Je ne dissimule point la stupéfaction qui, en l’apprenant, me saisit ; hébété, l’oeil vague, les bras ballants, il était impossible à mon entendement d’admettre la plausibilité d'une telle éventualité. Encaissant le coup de gourdin et reprenant peu à peu mes esprit je pris conscience qu’en lisant « César » j’avais lu « Oscar ». Signe du retour à la normale. Car je tiens la cérémonie des Césars dont la vision abjecte est insoutenable pour un haut lieu de propagande idéologique à forte teneur cosmopolitiquement correcte.
Non pas que je considère la cérémonie des Oscars comme un parangon de neutralité axiologique, mais les récompenses me semblent beaucoup moins idéologiques et obéissent plus à des opérations économiques. Toutefois je ne pense pas que nos amis américains aient le front d’attribuer l’Oscar du meilleur acteur à un Omar Sy filmé en train de se tortiller frénétiquement de la croupe pendant trois minutes consécutives (le rouge me monte au front en me ressouvenant que je fus exposé à cette scène où le grotesque le dispute au ridicule). D’ailleurs, qui aujourd’hui regarde Intouchable, film médiocre qu’avait acclamé des médias applaventristes ? A l'exception de certains héautontimorouménos, pas grand monde ne le regarde pour le plaisir et au fond il ne s’est pas imposé, à la manière de la Soupe aux choux ou des Tontons flingueurs, comme un classique de la culture populaire.

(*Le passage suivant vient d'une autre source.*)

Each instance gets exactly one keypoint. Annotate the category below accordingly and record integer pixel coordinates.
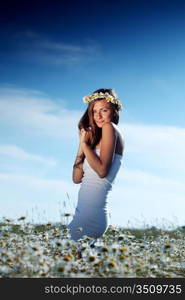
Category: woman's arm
(78, 166)
(101, 165)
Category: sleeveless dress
(91, 214)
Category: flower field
(46, 250)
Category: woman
(97, 163)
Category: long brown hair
(87, 120)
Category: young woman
(97, 163)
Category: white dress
(91, 214)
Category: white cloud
(43, 50)
(37, 115)
(18, 153)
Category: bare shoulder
(109, 127)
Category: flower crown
(106, 96)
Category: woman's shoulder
(117, 129)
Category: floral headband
(106, 96)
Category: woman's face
(102, 112)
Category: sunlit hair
(87, 119)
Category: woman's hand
(84, 136)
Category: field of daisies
(46, 250)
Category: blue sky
(51, 55)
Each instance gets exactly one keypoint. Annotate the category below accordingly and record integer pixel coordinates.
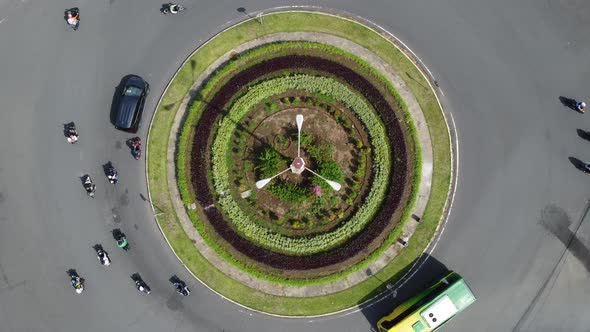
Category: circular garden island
(298, 164)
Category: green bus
(431, 308)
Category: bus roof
(456, 298)
(437, 305)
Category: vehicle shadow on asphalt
(578, 164)
(558, 223)
(569, 103)
(583, 134)
(387, 295)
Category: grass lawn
(158, 143)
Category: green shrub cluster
(268, 163)
(289, 192)
(321, 242)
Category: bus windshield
(431, 308)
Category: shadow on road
(569, 103)
(557, 222)
(578, 164)
(583, 134)
(392, 292)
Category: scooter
(103, 256)
(72, 17)
(71, 133)
(142, 286)
(111, 173)
(76, 281)
(121, 239)
(181, 288)
(171, 8)
(88, 185)
(135, 144)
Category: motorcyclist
(73, 136)
(77, 283)
(142, 287)
(112, 175)
(72, 17)
(122, 242)
(581, 106)
(104, 258)
(181, 288)
(173, 8)
(89, 186)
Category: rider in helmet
(581, 106)
(173, 8)
(72, 18)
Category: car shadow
(578, 164)
(583, 134)
(569, 103)
(392, 292)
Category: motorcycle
(89, 185)
(142, 286)
(171, 8)
(72, 17)
(71, 133)
(103, 256)
(121, 239)
(135, 144)
(181, 288)
(111, 173)
(76, 281)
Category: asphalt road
(501, 66)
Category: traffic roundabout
(299, 163)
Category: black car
(129, 104)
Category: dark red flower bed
(200, 157)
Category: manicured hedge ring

Mis à part, donc, des louanges tous plus dithyrambiques les uns que les autres de la part de critiques rivalisant à l’unisson de flagornerie, je ne savais rien jusqu’alors du film et de ce qui l’entoure. J’ajoute, par honnêteté, que j’ai entendu parler des antécédents judiciaires du réalisateur qu’ont exhumés pour nuire à sa réputation des canards d’extrême-droite. Il semble que les grands principes alambiqués qu’on invoque chaque fois que l’occasion se présente pour faire le départ entre l’homme, qui est un salaud indéfendable, et l’oeuvre, incontestablement géniale, ne valent pas en cette occurrence… Ce double standard ne fait que renforcer chez ceux qui le perçoivent ainsi le sentiment d’être vus comme une catégorie à part qui n’a pas vocation à être logée à la même enseigne que le reste de la population.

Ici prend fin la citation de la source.